When your children are still young and need that midday nap, it can be kind of difficult to schedule outings on the weekends. If we plan something where we’ll be out all day, my daughter will take her nap wherever, whether it’s riding in the car, or on a hike, but it’s usually not a quality nap.
As much as I dislike having to plan around my daughter’s nap, we tend to do it anyway because it’s less of a fight and she gets her best naptime sleep in her crib with a sleepsack. So, if we plan local activities outside of the home, we usually do it in the morning before her nap or in the afternoon when she wakes up.
Traveling and trips
My toddler loves her daily routines, so much so that she is not easy to travel with because it is a break from her normal routine. When she got to the age where she was able to understand that we were away from home or she couldn’t sleep in her crib, which was around 12 months, she was not happy.
From about 12 to 20 months, we struggled with any type of overnight travel, almost to the point where I would rather opt out of a weekend trip than face my daughter’s unhappiness. Thankfully, during our last overnight trip a couple of weeks ago, she did fine. I’m hoping that she’s starting to outgrow that phase and adjust more easily to her surroundings.
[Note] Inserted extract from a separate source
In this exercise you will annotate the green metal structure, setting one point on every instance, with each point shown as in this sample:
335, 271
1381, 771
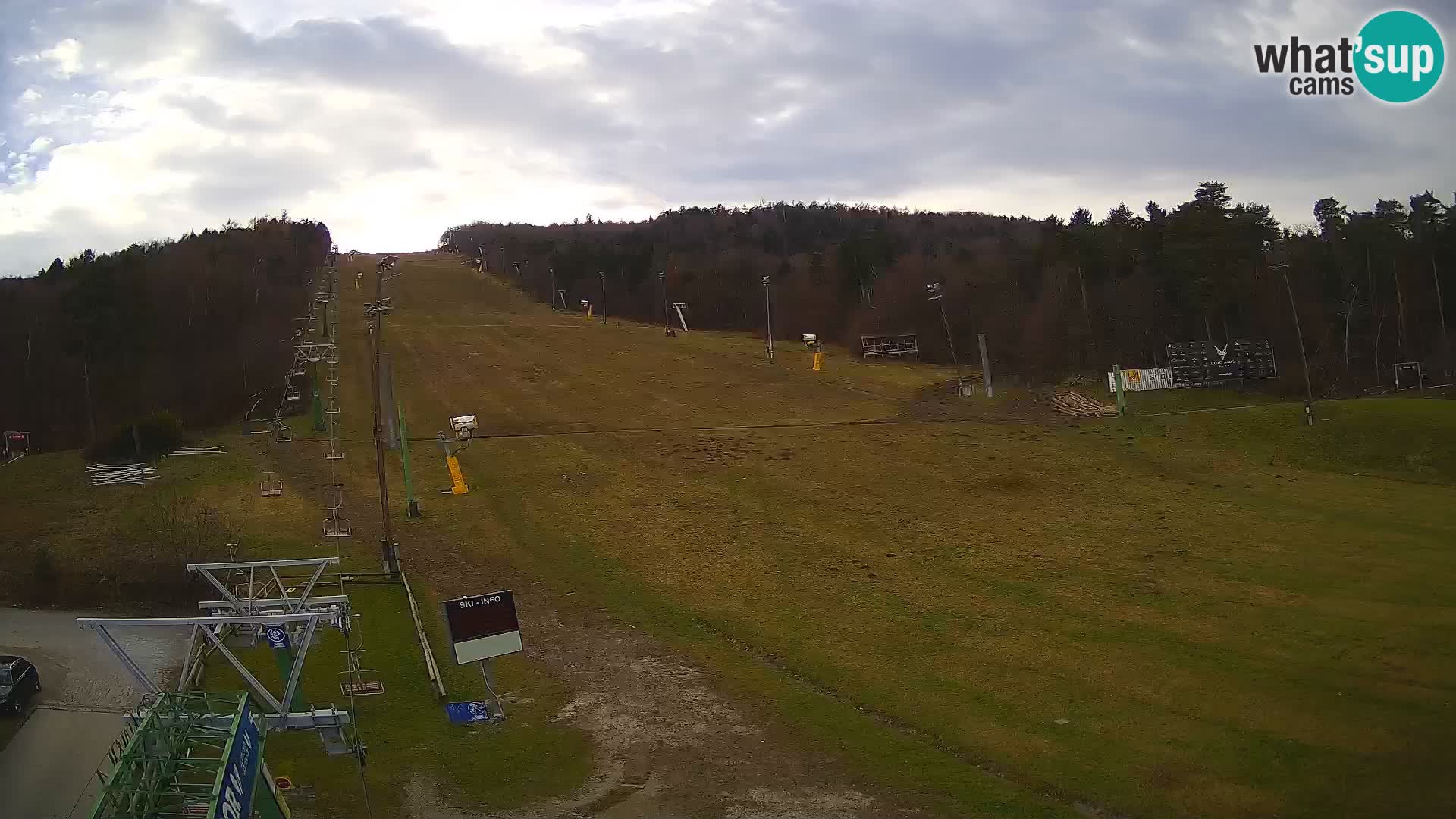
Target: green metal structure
182, 754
I also struggle with mealtime and snacks when we travel. Unless you’re toting around a cooler of fresh and healthy snacks for your toddler, it can be difficult to plan out everything your toddler eats on a trip.
Final thoughts on daily schedule for toddler
Ultimately, your toddler’s daily schedule will change over time as they grow. As a first-time parent, I’ve learned to adjust to all the changes and it does get easier over time.